Mais l'ogre des tatamis revenait d’une longue blessure au genou gauche, et cette échéance olympique arrivant à grands pas, il était en retard dans sa préparation : pas le temps de tergiverser quant à la décision d’accepter l’injection ou non. Ses différents stages d’entrainements et compétitions pré-JO (Maroc, Qatar), ainsi qu'évidemment sa présence à Tokyo dans un pays ou les spectateurs ont finalement été interdits, et où la vaccination des athlètes étaient fortement recommandée, ont conforté sa décision.

Teddy Riner concluait l’interview par un message de solidarité adressé aux habitants de son île et des Antilles en général. Et déclarait alors envoyer toute sa force et son énergie, tout en pointant que la situation était compliquée outre-mer notamment en raison du fait "qu’on n’a pas de bons hôpitaux".

La encore, on peut y voir un message subliminal à destination du gouvernement français.

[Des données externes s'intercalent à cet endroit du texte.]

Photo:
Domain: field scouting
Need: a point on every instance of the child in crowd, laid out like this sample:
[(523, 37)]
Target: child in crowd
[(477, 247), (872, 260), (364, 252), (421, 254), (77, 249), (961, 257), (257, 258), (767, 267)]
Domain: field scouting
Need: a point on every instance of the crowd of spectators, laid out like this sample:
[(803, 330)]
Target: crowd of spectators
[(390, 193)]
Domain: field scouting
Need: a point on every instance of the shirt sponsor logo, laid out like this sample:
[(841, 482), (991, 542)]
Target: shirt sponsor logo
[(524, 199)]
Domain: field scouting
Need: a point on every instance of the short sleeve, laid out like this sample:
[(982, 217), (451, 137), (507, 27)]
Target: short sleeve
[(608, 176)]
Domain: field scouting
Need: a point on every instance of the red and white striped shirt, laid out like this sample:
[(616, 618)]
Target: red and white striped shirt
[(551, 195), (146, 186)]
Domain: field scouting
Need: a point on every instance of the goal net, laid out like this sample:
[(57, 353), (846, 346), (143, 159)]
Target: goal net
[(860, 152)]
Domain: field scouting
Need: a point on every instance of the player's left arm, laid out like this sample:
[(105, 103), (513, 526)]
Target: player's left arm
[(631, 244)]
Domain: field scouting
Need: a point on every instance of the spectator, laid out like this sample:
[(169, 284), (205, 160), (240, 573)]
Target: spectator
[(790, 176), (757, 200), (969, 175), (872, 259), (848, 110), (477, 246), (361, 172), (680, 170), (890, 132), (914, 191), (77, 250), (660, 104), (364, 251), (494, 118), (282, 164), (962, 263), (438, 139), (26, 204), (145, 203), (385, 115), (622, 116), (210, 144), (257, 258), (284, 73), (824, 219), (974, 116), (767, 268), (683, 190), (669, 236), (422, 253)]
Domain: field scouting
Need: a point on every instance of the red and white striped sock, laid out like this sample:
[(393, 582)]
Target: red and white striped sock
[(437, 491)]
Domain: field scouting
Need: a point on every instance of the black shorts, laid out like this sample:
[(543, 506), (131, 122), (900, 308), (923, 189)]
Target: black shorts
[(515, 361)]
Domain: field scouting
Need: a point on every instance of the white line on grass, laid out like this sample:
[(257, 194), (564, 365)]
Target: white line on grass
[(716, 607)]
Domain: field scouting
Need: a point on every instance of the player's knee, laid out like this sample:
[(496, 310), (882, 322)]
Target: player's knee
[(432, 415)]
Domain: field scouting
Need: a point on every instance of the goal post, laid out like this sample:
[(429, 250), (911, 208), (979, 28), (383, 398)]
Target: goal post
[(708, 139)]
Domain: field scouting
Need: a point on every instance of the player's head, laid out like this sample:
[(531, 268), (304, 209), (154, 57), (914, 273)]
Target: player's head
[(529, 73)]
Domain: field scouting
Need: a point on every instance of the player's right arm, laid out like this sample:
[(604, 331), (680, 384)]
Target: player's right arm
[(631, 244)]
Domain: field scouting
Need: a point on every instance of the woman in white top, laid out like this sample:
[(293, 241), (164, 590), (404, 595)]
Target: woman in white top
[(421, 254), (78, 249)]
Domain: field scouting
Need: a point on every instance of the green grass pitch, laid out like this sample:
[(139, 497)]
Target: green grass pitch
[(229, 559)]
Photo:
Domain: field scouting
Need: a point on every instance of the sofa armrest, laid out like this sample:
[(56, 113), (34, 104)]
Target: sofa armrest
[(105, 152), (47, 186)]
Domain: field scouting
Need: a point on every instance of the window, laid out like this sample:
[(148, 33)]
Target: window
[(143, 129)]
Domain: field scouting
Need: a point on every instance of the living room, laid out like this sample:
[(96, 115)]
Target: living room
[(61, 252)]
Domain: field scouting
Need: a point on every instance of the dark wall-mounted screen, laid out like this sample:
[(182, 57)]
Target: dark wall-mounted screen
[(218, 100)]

Ces derniers insistent sur le faible pourcentage de la population vaccinée, mais ne serait-ce pas pour détourner les vrais problèmes et les vrais scandales de cette crise sanitaire outre-mer ? A savoir la vétusté des hôpitaux manquant cruellement de matériel, de lits, et aussi et surtout de bouteilles d’oxygène ?

Voir aussi : Antilles : la politique de la peur pour pousser à la vaccination ? Témoignages

Plutôt que d’envoyer des hommes, des avions pour transfert en métropole à grands coups d’images télévisuelles ; ne serait-ce pas plus pertinent de leur envoyer des équipements et du matériel adaptés ? Les soignants antillais méritent-ils d’être maternés à ce point ? Que peut faire un réanimateur sans oxygène et sans lits de réanimation ?

On se souvient alors que l’ancien défenseur de l’équipe de France de football, de Chelsea et de l’OM, lui aussi originaire de Guadeloupe par ses parents, William Gallas, avait poussé un violent « coup de gueule » à la fin du mois d’août et n’avait pas hésité à charger la gestion du gouvernement concernant la pandémie en Guadeloupe. Il avait critiqué avec force le fait que le trafic aérien en provenance de la métropole n'ait pas été stoppé, afin de privilégier le tourisme, ajoutant également qu’au vu de la vétusté des hôpitaux guadeloupéens, ne pas couper ces dernières était plus que de la négligence de leurs parts.

Saluons la liberté d'esprit et de ton de ces deux athlètes qui, chacun à leur manière, s’opposent et s’indignent de la gestion de crise sanitaire outre-mer, assimilable à de l’abandon. Et en souhaitant bien entendu à Teddy Riner un bon repos puis une très bonne reprise, avec comme objectif ultime l’apothéose de l’or olympique lors de ses derniers Jeux olympiques, à Paris en 2024, espérons - rêvons un peu ? - que covid, vaccination et instrumentalisation des sportifs n'y seront plus que des lointains souvenirs.